En diciembre, el gobierno chino publicó su tercer Libro Blanco sobre América Latina, en el que se comprometía a fomentar intercambios y cooperación militar con los países de la región. Este documento menciona la intención de realizar visitas mutuas entre delegaciones y buques, profundizando en áreas como el entrenamiento militar y la cooperación en comercio y tecnología militar. A pesar de este ambicioso plan, la recepción fue tibia. Brasil, Chile, Jamaica y Barbados fueron los únicos países que abrieron sus puertos, mientras que Nicaragua y Uruguay solo hicieron escalas técnicas.
En particular, Chile prohibió las operaciones médicas del buque chino en su territorio, a pesar de que este llegó a Valparaíso. Este enfoque cauteloso se refleja en el panorama más amplio: México y Perú, aliados clave de Estados Unidos en la región, decidieron no participar en la gira militar china, priorizando sus relaciones estratégicas con Washington sobre las propuestas de Beijing.

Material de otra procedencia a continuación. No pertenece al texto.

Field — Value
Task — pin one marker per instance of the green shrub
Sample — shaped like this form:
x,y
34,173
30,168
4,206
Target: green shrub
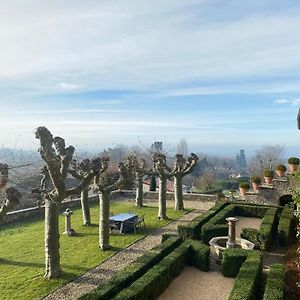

Por otro lado, Brasil fue el único país que recibió al buque militar chino con entusiasmo. En Río de Janeiro, las fuerzas navales de ambos países realizaron un ejercicio conjunto de búsqueda y rescate, lo que reveló un interés por parte de China de mantener cierta presencia en la región. Sin embargo, la falta de transparencia y la preocupación de las autoridades de salud brasileñas respecto a la inspección del buque generaron desconfianza.
En contraste, pocos días después de la visita del buque chino, Estados Unidos lanzó “Southern Seas 2026”, una gira militar que incluye al portaaviones Nimitz y otros buques de guerra. Este despliegue militar, que abarca ejercicios con diez países de la región, subraya la intención de Washington de reafirmar su influencia en América Latina y contrarrestar la creciente presencia china.
El General Francis L. Donovan, líder del Comando Sur de EE. UU., detalló en una reciente audiencia ante el Congreso los cuatro imperativos clave de la nueva estrategia: evitar que adversarios extranjeros ganen influencia, fortalecer el control hemisférico, combatir al narcotráfico y desarrollar fuerzas militares modernizadas.
La rápida evolución de los acontecimientos ha puesto de manifiesto una clara competencia geopolítica entre Estados Unidos y China. Mientras que el comercio entre China y los países sudamericanos sigue creciendo, Estados Unidos se ha reafirmado como el principal aliado de la región en asuntos de seguridad y combate al crimen organizado. La nueva Estrategia de Seguridad Nacional de Estados Unidos establece una firme intención de restaurar la preeminencia estadounidense en el hemisferio y frenar la influencia china.
A medida que ambos países despliegan sus recursos e iniciativas, la balanza de poder en la región parece inclinarse a favor de Estados Unidos. Aunque el camino por delante presenta desafíos significativos, la situación actual sugiere que Estados Unidos está fortaleciendo su posición en América Latina, un escenario que será crucial para el futuro de las relaciones internacionales en la región.
(Actualización: datos correspondientes a 2026-04-05 17:45:00).